Professor Emeritus of English Virginia Spencer Carr

Virginia Spencer Carr, biographer of Carson McCullers, John Dos Passos and Paul Bowles, died April 10 at her home in Lynn, Mass., after a brief illness. She was 82 years old. 

“The Lonely Hunter: A Biography of Carson McCullers,” first published by Doubleday in 1975, was nominated for a Pulitzer Prize and established Carr as a major literary biographer. The biography’s title is a clever allusion to McCullers’s first novel, “The Heart Is a Lonely Hunter” (1940), generally regarded as one of the most important American novels of the 20th century.

Carr researched and wrote her biographies of McCullers, John Dos Passos (“Dos Passos: A Life,” Doubleday, 1984) and Paul Bowles (“Paul Bowles: A Life,” Scribner, 2004) while pursuing her academic career as a college professor and university administrator. 

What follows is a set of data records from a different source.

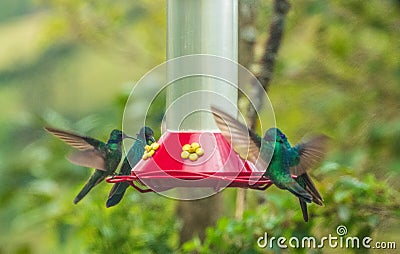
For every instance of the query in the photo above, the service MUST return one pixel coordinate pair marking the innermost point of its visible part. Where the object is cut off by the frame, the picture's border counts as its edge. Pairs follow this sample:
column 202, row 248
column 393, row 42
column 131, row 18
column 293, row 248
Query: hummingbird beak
column 268, row 138
column 127, row 136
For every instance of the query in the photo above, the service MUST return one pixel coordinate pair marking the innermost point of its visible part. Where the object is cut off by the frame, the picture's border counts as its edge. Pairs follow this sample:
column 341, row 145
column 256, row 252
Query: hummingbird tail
column 297, row 190
column 317, row 198
column 303, row 206
column 95, row 179
column 116, row 194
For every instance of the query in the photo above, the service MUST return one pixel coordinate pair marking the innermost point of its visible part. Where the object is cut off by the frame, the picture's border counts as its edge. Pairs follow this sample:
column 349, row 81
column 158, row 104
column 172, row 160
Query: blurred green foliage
column 72, row 64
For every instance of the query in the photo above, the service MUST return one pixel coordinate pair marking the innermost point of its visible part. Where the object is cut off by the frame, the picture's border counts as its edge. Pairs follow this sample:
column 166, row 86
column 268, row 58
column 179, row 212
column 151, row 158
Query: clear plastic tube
column 201, row 27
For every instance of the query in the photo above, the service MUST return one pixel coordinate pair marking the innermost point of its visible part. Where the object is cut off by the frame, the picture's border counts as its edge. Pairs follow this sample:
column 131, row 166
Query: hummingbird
column 284, row 159
column 143, row 138
column 104, row 157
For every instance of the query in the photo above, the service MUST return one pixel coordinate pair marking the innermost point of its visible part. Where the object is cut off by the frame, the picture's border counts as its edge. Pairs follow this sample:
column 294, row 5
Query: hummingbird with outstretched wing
column 93, row 153
column 276, row 157
column 135, row 153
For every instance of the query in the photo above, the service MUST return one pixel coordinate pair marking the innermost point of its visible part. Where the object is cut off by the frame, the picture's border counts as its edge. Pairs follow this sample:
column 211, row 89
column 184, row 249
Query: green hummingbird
column 302, row 157
column 104, row 157
column 284, row 159
column 135, row 153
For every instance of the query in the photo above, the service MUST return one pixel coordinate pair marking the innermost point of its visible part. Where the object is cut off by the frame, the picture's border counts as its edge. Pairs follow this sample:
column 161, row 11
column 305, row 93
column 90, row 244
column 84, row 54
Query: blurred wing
column 74, row 140
column 89, row 158
column 243, row 141
column 311, row 153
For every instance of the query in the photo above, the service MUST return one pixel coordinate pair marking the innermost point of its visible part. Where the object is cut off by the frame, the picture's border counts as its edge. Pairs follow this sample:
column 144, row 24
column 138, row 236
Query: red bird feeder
column 201, row 71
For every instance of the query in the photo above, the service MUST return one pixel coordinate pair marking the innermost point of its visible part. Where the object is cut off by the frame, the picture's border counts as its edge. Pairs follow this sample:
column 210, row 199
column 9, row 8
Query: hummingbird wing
column 243, row 141
column 311, row 153
column 89, row 158
column 75, row 140
column 90, row 154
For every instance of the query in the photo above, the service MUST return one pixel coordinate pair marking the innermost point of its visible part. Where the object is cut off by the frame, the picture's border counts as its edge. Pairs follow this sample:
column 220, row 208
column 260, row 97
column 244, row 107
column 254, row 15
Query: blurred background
column 72, row 65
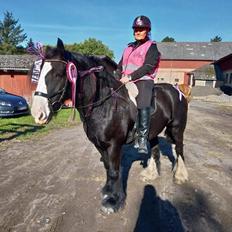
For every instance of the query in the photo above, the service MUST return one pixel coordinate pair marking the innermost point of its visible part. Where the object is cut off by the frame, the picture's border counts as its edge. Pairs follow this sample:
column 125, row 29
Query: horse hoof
column 107, row 210
column 111, row 204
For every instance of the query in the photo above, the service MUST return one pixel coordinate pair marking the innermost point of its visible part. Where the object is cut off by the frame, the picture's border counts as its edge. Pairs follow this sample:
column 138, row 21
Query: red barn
column 14, row 76
column 180, row 59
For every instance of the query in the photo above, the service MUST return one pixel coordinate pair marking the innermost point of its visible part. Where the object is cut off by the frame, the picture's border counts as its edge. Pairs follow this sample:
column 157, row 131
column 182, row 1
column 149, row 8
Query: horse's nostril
column 42, row 115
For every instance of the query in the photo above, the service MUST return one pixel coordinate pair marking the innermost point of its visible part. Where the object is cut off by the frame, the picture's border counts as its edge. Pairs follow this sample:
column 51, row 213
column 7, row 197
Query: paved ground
column 54, row 183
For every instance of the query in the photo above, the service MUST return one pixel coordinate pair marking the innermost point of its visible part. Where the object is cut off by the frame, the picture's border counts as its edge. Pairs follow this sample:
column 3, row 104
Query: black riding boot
column 143, row 129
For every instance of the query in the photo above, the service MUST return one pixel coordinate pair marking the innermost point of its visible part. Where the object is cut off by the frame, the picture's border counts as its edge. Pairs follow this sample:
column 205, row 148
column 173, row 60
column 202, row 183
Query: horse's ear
column 60, row 44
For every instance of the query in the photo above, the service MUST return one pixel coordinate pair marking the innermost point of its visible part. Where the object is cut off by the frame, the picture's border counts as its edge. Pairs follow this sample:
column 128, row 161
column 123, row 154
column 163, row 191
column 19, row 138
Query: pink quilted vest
column 134, row 59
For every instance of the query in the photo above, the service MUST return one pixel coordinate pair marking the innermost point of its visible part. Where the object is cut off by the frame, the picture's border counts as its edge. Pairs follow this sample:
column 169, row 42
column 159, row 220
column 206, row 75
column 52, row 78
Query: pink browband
column 71, row 72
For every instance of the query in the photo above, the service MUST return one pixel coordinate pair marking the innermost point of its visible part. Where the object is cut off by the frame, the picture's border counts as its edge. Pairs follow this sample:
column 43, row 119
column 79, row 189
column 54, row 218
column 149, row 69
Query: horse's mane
column 105, row 79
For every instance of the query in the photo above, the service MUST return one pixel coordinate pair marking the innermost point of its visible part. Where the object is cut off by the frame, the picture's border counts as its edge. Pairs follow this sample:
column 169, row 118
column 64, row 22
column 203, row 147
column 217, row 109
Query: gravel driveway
column 54, row 183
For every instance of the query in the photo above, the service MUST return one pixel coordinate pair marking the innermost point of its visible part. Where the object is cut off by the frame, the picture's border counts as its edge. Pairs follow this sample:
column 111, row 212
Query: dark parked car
column 12, row 105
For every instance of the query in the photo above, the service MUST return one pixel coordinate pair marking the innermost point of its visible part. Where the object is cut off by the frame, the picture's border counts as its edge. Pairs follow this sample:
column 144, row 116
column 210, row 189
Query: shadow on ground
column 16, row 130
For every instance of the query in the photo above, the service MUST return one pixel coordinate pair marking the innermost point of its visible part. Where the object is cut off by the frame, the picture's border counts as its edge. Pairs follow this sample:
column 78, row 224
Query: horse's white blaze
column 40, row 109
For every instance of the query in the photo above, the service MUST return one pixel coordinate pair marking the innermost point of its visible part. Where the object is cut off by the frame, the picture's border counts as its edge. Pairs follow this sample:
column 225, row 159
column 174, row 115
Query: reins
column 80, row 74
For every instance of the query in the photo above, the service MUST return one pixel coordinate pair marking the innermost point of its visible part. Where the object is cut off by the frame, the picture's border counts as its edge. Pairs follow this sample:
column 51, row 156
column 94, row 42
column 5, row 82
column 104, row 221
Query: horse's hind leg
column 113, row 193
column 180, row 171
column 152, row 171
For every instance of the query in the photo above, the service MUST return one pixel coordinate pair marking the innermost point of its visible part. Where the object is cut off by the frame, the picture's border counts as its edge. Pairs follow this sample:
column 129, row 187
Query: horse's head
column 52, row 86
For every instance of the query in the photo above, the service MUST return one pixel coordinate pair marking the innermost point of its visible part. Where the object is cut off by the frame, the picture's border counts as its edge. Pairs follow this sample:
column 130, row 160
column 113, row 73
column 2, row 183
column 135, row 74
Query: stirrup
column 142, row 145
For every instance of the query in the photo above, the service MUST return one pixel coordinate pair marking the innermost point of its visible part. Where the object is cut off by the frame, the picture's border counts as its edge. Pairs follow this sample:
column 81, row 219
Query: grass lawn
column 24, row 127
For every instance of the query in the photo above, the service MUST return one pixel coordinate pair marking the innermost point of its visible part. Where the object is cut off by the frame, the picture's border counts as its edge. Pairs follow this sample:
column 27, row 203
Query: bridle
column 56, row 105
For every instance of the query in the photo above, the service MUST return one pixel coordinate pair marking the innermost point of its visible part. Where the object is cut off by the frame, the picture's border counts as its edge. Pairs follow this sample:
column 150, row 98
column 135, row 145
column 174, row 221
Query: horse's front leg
column 113, row 193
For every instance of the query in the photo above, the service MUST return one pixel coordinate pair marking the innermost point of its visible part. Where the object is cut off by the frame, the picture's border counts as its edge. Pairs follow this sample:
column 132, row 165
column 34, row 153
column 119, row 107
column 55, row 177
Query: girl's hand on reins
column 125, row 79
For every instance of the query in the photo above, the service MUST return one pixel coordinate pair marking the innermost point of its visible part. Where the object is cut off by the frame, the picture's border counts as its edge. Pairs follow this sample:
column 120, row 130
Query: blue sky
column 110, row 21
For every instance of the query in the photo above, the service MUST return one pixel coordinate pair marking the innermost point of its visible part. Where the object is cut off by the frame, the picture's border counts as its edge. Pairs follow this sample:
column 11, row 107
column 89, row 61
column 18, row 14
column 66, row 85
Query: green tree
column 216, row 39
column 90, row 46
column 168, row 39
column 11, row 35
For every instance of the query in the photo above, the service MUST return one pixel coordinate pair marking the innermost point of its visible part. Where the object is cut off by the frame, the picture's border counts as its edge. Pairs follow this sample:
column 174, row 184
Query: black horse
column 107, row 113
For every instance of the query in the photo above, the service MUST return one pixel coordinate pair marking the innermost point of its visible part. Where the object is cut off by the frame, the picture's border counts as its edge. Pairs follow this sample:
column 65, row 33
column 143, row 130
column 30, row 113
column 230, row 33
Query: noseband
column 54, row 106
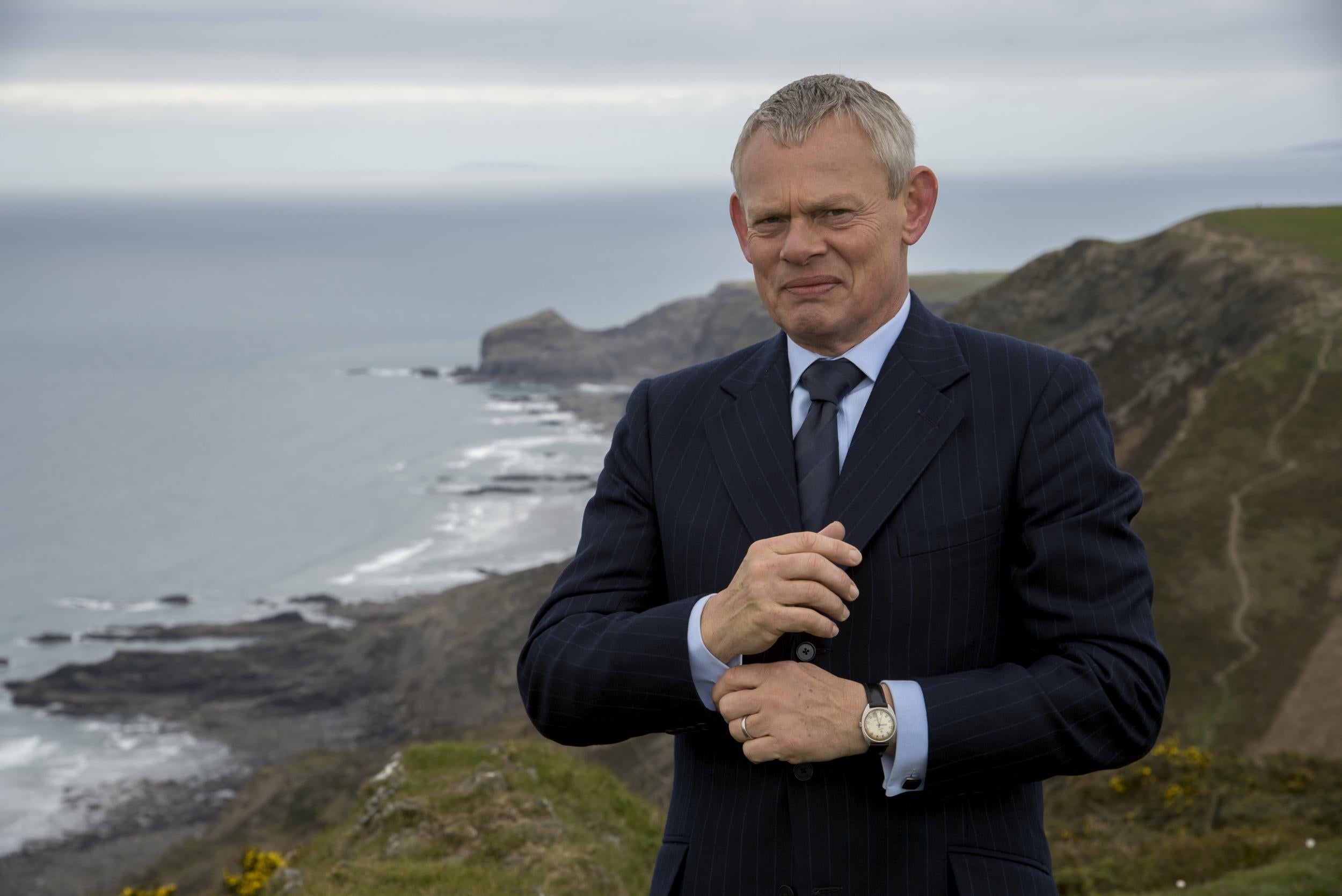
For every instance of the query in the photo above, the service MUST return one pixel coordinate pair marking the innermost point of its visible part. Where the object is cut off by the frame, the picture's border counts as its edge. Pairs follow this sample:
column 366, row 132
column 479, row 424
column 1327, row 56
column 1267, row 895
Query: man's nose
column 803, row 242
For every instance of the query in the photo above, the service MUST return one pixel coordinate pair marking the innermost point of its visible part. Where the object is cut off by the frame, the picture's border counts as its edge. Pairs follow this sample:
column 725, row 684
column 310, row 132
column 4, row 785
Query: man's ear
column 739, row 224
column 920, row 198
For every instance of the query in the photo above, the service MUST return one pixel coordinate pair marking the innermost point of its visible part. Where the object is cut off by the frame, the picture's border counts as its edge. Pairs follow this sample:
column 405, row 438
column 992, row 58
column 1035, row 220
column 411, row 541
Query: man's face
column 819, row 211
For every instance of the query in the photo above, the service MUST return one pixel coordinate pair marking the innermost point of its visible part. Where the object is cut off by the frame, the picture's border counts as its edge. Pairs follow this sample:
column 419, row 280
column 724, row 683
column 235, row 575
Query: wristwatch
column 878, row 720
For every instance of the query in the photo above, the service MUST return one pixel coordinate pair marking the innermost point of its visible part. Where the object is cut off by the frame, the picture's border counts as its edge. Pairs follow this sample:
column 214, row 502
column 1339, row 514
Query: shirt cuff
column 906, row 771
column 704, row 667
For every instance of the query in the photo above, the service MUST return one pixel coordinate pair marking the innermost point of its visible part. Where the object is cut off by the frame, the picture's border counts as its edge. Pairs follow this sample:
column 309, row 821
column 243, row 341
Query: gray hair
column 795, row 109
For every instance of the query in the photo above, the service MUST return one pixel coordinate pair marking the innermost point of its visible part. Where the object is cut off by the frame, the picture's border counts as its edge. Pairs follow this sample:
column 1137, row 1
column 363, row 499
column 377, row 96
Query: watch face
column 879, row 725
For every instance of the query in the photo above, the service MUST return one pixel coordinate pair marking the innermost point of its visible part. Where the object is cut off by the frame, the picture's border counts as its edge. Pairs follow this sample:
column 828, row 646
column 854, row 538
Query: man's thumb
column 834, row 530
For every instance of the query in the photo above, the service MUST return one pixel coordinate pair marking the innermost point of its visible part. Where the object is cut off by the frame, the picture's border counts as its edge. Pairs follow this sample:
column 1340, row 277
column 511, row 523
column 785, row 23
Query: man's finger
column 748, row 675
column 755, row 723
column 739, row 703
column 761, row 749
column 836, row 550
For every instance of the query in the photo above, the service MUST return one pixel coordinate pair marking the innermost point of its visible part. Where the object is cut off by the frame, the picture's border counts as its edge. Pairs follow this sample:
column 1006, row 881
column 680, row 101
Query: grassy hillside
column 465, row 817
column 528, row 816
column 940, row 290
column 1306, row 228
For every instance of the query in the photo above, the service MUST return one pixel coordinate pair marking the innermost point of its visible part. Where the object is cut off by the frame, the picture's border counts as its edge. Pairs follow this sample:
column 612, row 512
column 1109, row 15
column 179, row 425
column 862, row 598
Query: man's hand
column 785, row 584
column 795, row 711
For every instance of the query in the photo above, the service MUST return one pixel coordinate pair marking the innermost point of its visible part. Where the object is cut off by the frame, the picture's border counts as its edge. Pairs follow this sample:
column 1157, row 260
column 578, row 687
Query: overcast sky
column 219, row 94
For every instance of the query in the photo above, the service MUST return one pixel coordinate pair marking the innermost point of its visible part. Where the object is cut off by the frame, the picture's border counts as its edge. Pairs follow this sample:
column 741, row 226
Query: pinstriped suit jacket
column 999, row 572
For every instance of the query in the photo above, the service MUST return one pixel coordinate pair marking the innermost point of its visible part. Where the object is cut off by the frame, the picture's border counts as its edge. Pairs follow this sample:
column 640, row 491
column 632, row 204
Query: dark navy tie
column 816, row 445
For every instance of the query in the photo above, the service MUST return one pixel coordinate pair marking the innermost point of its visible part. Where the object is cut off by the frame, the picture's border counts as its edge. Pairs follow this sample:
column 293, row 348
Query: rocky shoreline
column 422, row 667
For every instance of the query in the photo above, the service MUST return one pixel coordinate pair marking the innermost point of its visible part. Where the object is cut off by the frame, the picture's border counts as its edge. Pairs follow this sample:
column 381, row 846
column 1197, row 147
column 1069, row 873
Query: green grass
column 948, row 289
column 1313, row 228
column 1187, row 813
column 536, row 821
column 1313, row 872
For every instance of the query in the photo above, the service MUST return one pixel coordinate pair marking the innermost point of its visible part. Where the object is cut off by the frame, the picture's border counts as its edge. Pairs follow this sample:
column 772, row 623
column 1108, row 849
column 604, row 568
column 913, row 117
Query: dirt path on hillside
column 1232, row 534
column 1310, row 718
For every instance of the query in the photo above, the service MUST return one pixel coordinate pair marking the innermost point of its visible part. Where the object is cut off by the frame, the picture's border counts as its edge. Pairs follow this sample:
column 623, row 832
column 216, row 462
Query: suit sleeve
column 1089, row 691
column 607, row 658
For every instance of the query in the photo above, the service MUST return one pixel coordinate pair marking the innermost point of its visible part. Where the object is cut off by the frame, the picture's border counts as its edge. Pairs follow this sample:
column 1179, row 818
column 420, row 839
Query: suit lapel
column 903, row 426
column 752, row 443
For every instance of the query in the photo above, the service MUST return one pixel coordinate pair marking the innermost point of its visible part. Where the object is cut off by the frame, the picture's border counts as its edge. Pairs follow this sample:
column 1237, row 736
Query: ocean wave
column 383, row 561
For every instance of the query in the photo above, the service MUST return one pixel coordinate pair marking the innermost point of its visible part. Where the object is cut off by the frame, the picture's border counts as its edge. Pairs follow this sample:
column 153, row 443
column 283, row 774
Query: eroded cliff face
column 1157, row 318
column 545, row 348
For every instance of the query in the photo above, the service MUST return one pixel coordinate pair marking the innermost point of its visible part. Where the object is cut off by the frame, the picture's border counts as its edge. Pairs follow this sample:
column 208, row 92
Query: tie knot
column 830, row 380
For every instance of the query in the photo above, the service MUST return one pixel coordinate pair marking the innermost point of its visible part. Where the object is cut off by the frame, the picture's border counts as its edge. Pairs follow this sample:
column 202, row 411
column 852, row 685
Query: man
column 876, row 573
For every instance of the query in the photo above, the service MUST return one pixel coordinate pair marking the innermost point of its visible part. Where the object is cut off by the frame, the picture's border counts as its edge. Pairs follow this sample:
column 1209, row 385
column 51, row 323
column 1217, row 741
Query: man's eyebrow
column 844, row 200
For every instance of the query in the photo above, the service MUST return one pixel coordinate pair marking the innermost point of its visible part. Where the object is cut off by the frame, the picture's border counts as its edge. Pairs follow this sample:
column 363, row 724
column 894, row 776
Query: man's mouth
column 812, row 286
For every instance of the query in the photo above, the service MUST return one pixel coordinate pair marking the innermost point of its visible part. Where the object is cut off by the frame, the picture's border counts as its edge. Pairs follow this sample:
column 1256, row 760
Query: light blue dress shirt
column 910, row 760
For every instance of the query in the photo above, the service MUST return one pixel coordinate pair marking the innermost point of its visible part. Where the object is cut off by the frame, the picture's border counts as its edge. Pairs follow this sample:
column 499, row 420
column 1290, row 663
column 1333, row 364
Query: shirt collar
column 869, row 354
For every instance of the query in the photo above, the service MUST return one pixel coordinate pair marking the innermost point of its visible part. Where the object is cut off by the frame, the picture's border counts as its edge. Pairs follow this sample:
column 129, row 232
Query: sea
column 231, row 397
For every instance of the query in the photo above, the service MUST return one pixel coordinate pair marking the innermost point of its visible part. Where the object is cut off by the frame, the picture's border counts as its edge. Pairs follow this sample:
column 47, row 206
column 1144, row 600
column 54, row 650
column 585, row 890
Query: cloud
column 667, row 41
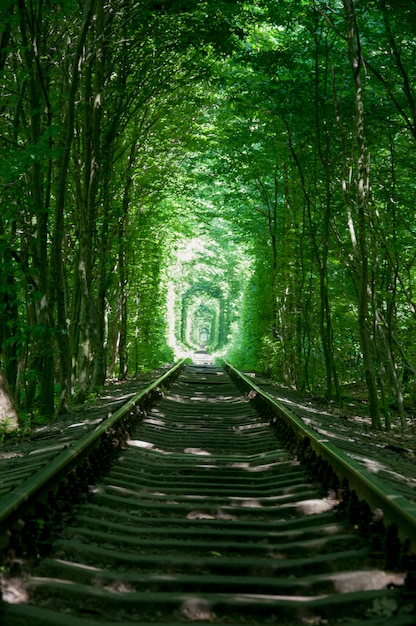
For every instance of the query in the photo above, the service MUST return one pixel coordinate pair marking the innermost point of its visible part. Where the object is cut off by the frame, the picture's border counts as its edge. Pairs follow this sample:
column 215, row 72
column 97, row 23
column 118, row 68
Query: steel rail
column 66, row 460
column 396, row 508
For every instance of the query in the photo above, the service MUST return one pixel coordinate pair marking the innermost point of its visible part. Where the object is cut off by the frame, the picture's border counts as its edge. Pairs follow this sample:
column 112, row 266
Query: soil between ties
column 206, row 517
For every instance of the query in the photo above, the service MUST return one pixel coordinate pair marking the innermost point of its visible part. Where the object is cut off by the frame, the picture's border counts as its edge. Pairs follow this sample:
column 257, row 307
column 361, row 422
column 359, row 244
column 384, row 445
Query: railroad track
column 206, row 515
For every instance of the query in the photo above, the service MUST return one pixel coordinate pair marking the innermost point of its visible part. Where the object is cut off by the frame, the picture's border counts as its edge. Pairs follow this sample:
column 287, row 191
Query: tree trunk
column 362, row 187
column 8, row 415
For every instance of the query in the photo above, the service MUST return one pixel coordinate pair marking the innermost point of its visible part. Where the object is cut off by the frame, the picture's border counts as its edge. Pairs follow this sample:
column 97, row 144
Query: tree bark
column 354, row 49
column 8, row 415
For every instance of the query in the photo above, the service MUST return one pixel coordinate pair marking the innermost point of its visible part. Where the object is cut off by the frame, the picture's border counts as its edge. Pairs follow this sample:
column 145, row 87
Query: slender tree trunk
column 58, row 282
column 8, row 415
column 362, row 186
column 40, row 205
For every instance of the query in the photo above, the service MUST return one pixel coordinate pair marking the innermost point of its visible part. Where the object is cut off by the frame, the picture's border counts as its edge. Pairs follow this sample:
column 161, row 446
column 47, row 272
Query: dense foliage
column 278, row 135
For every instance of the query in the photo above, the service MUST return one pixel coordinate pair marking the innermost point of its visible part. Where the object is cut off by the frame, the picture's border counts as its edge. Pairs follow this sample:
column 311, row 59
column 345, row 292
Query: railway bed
column 213, row 504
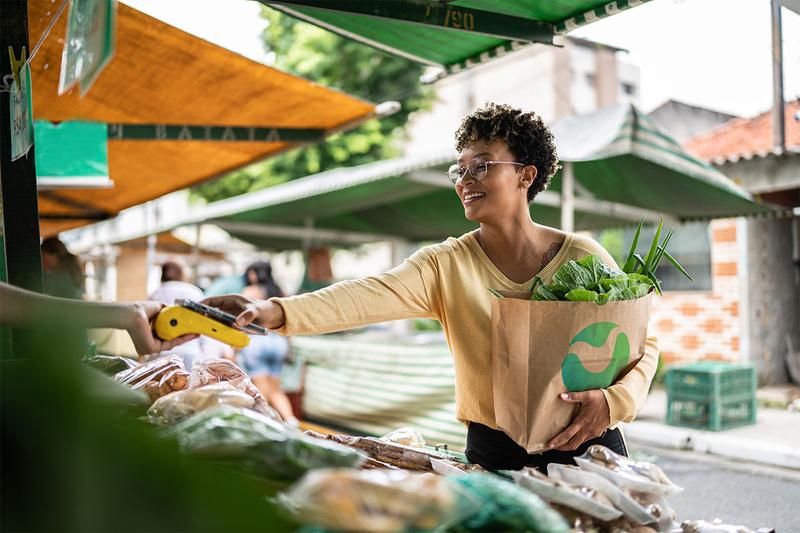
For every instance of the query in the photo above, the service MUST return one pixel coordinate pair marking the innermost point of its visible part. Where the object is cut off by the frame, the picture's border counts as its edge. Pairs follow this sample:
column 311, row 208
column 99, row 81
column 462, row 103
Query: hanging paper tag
column 21, row 114
column 90, row 42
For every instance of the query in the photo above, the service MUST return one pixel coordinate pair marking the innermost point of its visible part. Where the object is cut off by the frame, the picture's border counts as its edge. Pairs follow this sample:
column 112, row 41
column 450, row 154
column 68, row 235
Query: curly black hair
column 526, row 135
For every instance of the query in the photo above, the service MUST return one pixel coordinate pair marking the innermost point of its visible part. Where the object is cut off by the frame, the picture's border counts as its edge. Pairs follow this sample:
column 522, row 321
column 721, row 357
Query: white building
column 579, row 77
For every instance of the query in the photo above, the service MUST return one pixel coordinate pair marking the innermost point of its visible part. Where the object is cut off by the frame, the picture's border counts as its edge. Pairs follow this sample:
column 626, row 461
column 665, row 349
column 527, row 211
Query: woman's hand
column 140, row 328
column 248, row 310
column 592, row 420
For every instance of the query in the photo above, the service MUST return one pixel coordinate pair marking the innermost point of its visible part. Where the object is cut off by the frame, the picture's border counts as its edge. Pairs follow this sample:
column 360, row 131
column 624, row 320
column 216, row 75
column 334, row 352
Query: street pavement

Carr was a professor of English, department chair and avid fundraiser for GSU. At the time of her retirement in 2003, having been employed at the university since 1985, she held the John B. and Elena Diaz-Verson Amos Distinguished Chair in English Letters. 

In addition to the biographies of McCullers, Dos Passos, and Bowles, she was the editor of a book devoted to the fiction of Katherine Anne Porter (“Flowering Judas: Katherine Anne Porter,” Rutgers University Press, 1993) and wrote the introduction to “The Collected Stories of Carson McCullers” (Houghton Mifflin, 1987). She was also the author of “Understanding Carson McCullers” (University of South Carolina Press, 1990), a highly condensed overview of McCullers’s life and work. Over the course of her career as an academic and biographer, she wrote many scholarly articles and lectured widely.

Survivors include her partner, Mary E. Robbins, whom Ms. Carr married in 2006; three daughters, Karen Carr Gale of Wichita, Kan., Catherine Carr Lee of South Hadley, Mass., and Kimberly Carr Morris of Dade City, Fla; and seven grandchildren.